I have already voiced my desire to progress and the headteacher has been nothing but supportive, putting me in for company training with the new TA’s and letting me cover in the classroom when some of the TAs have been off for training etc. I’ve also been asked to do the holiday club which I’m taking as a massive compliment after only being at the school for 6 weeks. I must’ve made a good impression right?

As I mentioned before, the school is brand new and currently only has 3 classes - 2’s, nursery and reception/ yr 1. It will grow and gain a year as each year goes on, until it is full up to year 6. This means that as the school grows, so will the staff numbers so there is plenty of opportunity to progress within the school in the future.

I see my current role as a step through the school door.

Complete my TA training 


As part of my plans to progress, I want to complete my TA training. I have a distance learning course lined up and am just in the midst of sorting everything out for it. I will need to complete a placement as part of the course so I’m hoping to do one day a week in reception class which I am really looking forward to!

Get a new car



When I passed my test in 2018 I bought a cheap little runaround to get me started. I didn’t really want to be buying something all lovely and shiny to start out in because of inevitable knocks and bumps that were going to happen.

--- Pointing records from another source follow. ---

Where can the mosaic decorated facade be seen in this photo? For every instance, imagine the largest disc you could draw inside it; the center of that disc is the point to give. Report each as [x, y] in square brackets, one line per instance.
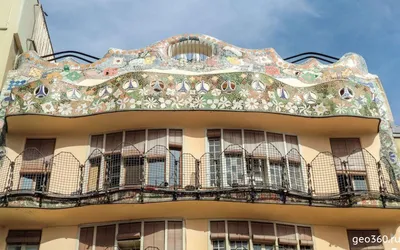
[222, 77]
[192, 144]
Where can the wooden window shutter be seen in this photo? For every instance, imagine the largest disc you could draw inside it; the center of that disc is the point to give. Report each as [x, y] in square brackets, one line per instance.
[217, 230]
[292, 149]
[263, 233]
[47, 148]
[233, 140]
[276, 140]
[213, 133]
[175, 138]
[96, 142]
[129, 231]
[31, 237]
[33, 160]
[113, 143]
[254, 142]
[291, 143]
[157, 141]
[105, 237]
[134, 143]
[305, 236]
[238, 230]
[154, 235]
[175, 235]
[86, 238]
[286, 234]
[356, 160]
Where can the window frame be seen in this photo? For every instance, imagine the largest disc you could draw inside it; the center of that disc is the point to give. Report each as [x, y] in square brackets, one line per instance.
[122, 180]
[45, 174]
[265, 179]
[348, 173]
[116, 223]
[276, 245]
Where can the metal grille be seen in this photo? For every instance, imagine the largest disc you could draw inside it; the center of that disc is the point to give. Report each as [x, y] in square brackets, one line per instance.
[265, 169]
[64, 166]
[5, 171]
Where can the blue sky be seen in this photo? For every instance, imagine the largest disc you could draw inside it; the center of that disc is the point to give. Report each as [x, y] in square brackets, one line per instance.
[366, 27]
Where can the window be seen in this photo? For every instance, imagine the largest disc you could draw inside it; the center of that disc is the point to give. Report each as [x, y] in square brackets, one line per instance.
[175, 147]
[264, 159]
[286, 237]
[214, 149]
[133, 150]
[175, 235]
[128, 237]
[133, 236]
[35, 170]
[23, 239]
[190, 50]
[154, 235]
[86, 238]
[263, 236]
[238, 235]
[217, 235]
[124, 164]
[112, 153]
[355, 243]
[353, 175]
[305, 238]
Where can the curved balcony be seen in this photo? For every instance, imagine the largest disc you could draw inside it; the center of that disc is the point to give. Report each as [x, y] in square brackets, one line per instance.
[264, 175]
[237, 92]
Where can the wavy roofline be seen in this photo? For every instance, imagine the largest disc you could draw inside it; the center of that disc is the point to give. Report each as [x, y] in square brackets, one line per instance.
[163, 44]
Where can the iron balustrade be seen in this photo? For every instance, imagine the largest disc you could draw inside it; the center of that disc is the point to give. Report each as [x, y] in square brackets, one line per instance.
[234, 171]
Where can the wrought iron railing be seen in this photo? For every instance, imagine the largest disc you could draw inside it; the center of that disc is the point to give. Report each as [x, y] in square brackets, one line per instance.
[236, 170]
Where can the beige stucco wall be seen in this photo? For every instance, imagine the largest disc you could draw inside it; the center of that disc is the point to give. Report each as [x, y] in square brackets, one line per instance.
[17, 19]
[196, 230]
[194, 143]
[60, 238]
[328, 237]
[196, 234]
[3, 235]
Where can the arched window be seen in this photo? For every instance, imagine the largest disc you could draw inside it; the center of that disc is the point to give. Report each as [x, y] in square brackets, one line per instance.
[191, 50]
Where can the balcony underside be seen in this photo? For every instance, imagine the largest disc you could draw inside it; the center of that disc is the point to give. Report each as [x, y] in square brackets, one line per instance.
[354, 217]
[52, 125]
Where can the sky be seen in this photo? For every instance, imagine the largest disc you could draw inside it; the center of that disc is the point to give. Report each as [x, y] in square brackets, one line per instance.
[366, 27]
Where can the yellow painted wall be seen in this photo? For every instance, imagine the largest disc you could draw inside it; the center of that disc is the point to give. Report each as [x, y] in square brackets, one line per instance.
[196, 234]
[3, 236]
[328, 237]
[325, 237]
[194, 142]
[59, 238]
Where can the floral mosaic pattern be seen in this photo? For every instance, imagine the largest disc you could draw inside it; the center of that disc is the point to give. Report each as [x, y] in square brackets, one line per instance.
[232, 91]
[128, 85]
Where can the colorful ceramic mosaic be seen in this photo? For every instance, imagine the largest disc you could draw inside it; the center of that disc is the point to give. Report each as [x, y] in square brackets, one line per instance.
[230, 78]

Now we’re nearly 2 years down the line and I have found my feet more with driving and that extra confidence I needed, it’s time to upgrade.

Plus, she’s a banger and I’ve paid more out on her in repairs than she’s worth in total and I was told when she passed her last MOT that that was the last year she'd scrape through on really. They said this year she’d need to go! 

I’m actually a little bit gutted. As much of a banger she is, she’s my banger and I’ve grown to love her. I know her inside out and the thought of getting used to a new car is a little scary.

So basically it’s save save save for the next 9 months before the MOT is due in October. 

The plan is to work my ass off covering and doing holiday club as much as I can and putting any overtime I get straight into the car fund. I’m hoping a few grand will get me something half decent?

Book & pay for our big 2021 holiday

Private Island at the Hotel in Montego Bay
Next year is Phils 40th and we are going to sacrifice our holiday this year in order to celebrate next year in style with a ‘big’ holiday. We’ve actually already booked it after researching destinations for months and months we decided on Jamaica. There are many other places on the bucket list but they are all very much places we would like to visit on our own, without the children in tow to really enjoy then properly but Jamaica ticked all the boxes for both adults and children alike. 

The year ahead is all about saving the many thousands of pounds to pay it off. 



Other than these few goals, my main aim is to continue on the positive path I have been on with regards to my health and wellbeing. Anxiety will always be there. It will always be a part of me, but I will continue to fight it and keep it at bay. The aim is not to let it take control of me quite like it did in 2018. I managed it in 2019 and I’m positive I can do the same in 2020.